Wear them out. If your dog is a zippy ball of energy that loves to destroy items in your house, they may be in dire need of more physical activity. Dogs are animals after all and in many cases have been bred for their ability to run, hunt, herd, and fetch. A good run can effectively wear them out helping them be calmer and more relaxed at home.

Spend more time together. If you work a 9 to 5 and then run in the evenings, your precious pooch is probably missing you big time. Taking them with you on a run (in addition to their regular walks) gives you both more quality time together.

Free stress relief. While routine running naturally triggers neurochemical production that makes you feel more positive and happy (hello, endorphins!), dogs can have the same effect. In fact, studies have shown the pets can aid their owners’ feelings of anxiety, depression, and even lower high blood pressure during periods of mental stress.

Good encouragement. If you’re simply feeling unmotivated to hit the pavement for your daily run, count on your dog to convince you to stick with it. Dogs love to run and they’re smiling, slobbering, and panting faces will be a constant source of encouragement that reignites your love of running.

Helpful protection. A dog can naturally serve as a loyal and protective guard for you, especially if you are running at night or encounter another animal or would-be attacker on your run. While you never want to put your pup in harm’s way, their very presence (and bark) will go far in helping keep you safe.

Weight management. While your weight might be under control with your running routine, for many pets, obesity is an unhealthy reality. Joining you for regular runs can help your dog meet the minimum exercise goals they need to avoid becoming overweight.

A fun way to meet other people. Want to meet someone you know off the bat shares some of your interests? Walking and running with your dog is a great way to run into other dog walkers and runners and strike up a conversation.

Dogs don’t do math. If you are getting caught up in the numbers game that so often accompanies training for big races (i.e. counting carb and protein intake, tracking PR’s and mile splits, etc.), a dog could be your solution to simply letting it go for a while and rediscovering the reason you started running in the first place – it’s fun, freeing, and keeps you healthy.

Tips for Running with Your Dog

Start slow – when it comes to launching a new running habit with your dog, the American Kennel Club recommends starting slow.
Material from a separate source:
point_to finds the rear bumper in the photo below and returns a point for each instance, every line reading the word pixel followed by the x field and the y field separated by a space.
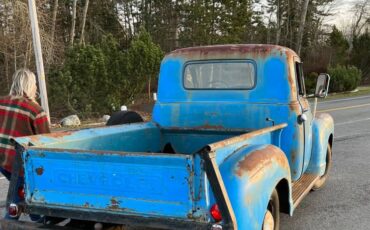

Just like overdoing it can land you in an ankle, back, or knee brace, so can tackling too much too soon hurt your dog. Similar to humans, dogs can sprain and tear critical ligaments that end up requiring months of treatment and rehab.

Check-up – getting a formal check-off from your dog’s veterinarian before you go running together is a good idea. They can make sure that your dog’s bones and joints are all ship-shape for this type of high impact activity and let you know if there are any special concerns you should keep in mind.

Paw care – dogs need to build up calluses on their feet so gradually increase the distance they run with you over time. Avoid super hot pavement in the summer as it can scald their bare paws and instead opt for grassy or trail runs. Always inspect your dog after a run too for things like burs and glass in their paws and ticks in their fur.

Training – train your dog to run with you first by using a harness and leash. This allows you more control and prevents strangling that can happen with a tight tug of a collar. Bring treats with you to reward your dog for good behavior like observing your pace, heeling, and listening to commands. You might also want to let them do a good amount of sniffing prior to the run so they learn to sniff less and less during your run, allowing you both to maintain a steady pace.

Know your breed – knowing the breed of your dog will help you understand their natural abilities to cool their bodies down and maintain adequate breathing during high spurts of activity. The last thing you want is for running to hurt your tail-wagging sidekick. Know before you go!